Il problema

Malcontento delle lavoratrici e dei lavoratori del Casinò

Bandi di assunzione e trattamenti economici al centro dell'attenzione della Cisl dei Laghi: chieste retribuzioni adeguate al costo della vita.

Malcontento delle lavoratrici e dei lavoratori del Casinò

I bandi di assunzione del Comune di Campione d’Italia e i relativi trattamenti economici sono al centro dell’attenzione della Cisl  dei Laghi.

Il malcontento

“Diffuso malcontento per le attuali condizioni retributive dei dipendenti del Casinò e dei suoi appalti, ben lontane da quelle dei colleghi pubblici”, così segnala il sindacato. “A Campione d’Italia esiste una questione salariale  per lavoratrici e lavoratori della Casa da gioco e anche per quelli dei servizi collegati – dichiara Luca Parravicini, componente di segreteria della Fisascat Cisl dei Laghi – La prossima scadenza del Contratto collettivo aziendale di lavoro dà l’opportunità di ricucire lo strappo ma il tempo stringe: mancare l’appuntamento e trascinare il Ccal in ultra-vigenza sarebbe drammatico. I lavoratori hanno già pagato un prezzo altissimo, ora servono salari adeguati e valorizzazione delle professionalità”.

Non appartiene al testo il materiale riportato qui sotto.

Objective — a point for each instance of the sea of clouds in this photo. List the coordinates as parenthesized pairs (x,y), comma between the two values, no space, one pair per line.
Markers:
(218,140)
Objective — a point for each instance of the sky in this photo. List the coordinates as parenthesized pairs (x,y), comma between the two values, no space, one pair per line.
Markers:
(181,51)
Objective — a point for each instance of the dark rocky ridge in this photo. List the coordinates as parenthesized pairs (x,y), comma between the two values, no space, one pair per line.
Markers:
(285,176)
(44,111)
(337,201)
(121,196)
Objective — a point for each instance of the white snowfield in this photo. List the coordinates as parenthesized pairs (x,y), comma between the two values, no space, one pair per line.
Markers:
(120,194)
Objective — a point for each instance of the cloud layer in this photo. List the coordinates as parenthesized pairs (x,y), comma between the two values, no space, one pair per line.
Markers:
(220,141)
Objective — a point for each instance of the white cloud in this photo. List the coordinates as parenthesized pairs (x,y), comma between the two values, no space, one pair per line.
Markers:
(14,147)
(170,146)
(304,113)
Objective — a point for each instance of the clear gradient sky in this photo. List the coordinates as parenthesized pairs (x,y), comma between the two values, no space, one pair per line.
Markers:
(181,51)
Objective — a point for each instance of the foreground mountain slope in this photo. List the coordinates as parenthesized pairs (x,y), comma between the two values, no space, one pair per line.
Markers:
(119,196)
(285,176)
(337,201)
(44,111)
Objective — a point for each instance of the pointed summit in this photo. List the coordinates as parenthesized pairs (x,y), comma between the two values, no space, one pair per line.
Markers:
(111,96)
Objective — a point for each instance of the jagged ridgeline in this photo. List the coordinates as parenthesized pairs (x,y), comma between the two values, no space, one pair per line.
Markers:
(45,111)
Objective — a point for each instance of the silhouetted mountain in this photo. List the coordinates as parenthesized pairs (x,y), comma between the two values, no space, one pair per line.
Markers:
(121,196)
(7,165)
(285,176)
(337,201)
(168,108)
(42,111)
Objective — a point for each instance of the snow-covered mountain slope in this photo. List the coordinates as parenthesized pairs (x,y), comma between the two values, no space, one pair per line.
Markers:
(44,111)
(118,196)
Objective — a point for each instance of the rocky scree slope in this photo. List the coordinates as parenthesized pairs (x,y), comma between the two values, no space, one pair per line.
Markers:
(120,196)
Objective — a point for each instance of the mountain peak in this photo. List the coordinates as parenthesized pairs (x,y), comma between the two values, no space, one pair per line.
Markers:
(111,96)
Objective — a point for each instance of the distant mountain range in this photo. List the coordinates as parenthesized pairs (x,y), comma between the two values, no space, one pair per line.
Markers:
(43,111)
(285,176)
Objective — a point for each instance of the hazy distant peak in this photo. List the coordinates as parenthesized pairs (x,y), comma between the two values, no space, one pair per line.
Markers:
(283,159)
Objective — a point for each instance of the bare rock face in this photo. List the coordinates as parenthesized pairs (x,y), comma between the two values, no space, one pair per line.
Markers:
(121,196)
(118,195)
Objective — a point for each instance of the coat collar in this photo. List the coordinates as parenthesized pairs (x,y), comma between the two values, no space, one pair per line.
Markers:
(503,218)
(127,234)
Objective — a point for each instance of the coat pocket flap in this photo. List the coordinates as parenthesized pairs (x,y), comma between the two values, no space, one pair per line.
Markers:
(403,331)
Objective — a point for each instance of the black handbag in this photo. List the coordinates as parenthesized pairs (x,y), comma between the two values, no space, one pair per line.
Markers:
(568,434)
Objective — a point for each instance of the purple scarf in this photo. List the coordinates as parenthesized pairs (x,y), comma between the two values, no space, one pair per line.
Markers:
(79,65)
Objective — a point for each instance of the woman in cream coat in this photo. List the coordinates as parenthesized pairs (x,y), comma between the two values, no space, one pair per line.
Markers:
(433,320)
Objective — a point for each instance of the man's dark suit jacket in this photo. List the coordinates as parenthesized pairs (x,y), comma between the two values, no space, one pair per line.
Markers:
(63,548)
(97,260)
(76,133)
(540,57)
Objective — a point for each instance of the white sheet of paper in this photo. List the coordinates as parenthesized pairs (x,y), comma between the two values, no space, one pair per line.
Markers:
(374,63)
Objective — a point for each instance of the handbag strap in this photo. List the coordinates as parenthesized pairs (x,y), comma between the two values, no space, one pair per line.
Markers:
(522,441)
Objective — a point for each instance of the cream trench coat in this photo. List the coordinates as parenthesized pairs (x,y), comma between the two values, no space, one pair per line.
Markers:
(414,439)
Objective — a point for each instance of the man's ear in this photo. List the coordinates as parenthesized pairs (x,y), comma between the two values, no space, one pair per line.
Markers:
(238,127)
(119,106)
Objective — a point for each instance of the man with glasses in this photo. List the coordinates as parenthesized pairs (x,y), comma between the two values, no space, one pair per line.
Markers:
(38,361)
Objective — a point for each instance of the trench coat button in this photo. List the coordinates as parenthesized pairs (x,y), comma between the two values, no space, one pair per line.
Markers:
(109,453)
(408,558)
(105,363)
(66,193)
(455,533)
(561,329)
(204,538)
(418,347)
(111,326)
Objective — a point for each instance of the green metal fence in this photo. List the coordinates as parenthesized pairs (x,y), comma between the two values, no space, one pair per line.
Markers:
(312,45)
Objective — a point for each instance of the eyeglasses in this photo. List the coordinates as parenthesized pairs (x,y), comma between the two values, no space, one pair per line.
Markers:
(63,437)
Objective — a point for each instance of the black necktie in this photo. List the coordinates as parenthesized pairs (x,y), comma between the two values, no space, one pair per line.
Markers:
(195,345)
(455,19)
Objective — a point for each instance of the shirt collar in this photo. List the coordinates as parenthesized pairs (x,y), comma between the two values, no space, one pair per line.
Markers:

Le richieste del sindacato

La Fisascat Cisl, inoltre, estende la polemica anche agli appalti: “Per mesi abbiamo polemizzato sulle condizioni retributive di lavoratrici e lavoratori dei servizi, soprattutto del pulimento. Ora che molti appalti sono in scadenza urge un cambio di marcia: con le prossime gestioni, le retribuzioni dovranno essere adeguate al costo della vita”.

Serve un confronto preventivo

“In questo scenario – continua Parravicini – l’apertura del tavolo sul Ccal, per i dipendenti del Casinò, e un confronto preventivo dei Sindacati rappresentativi sui bandi di gara degli appalti sono passi improcrastinabili”.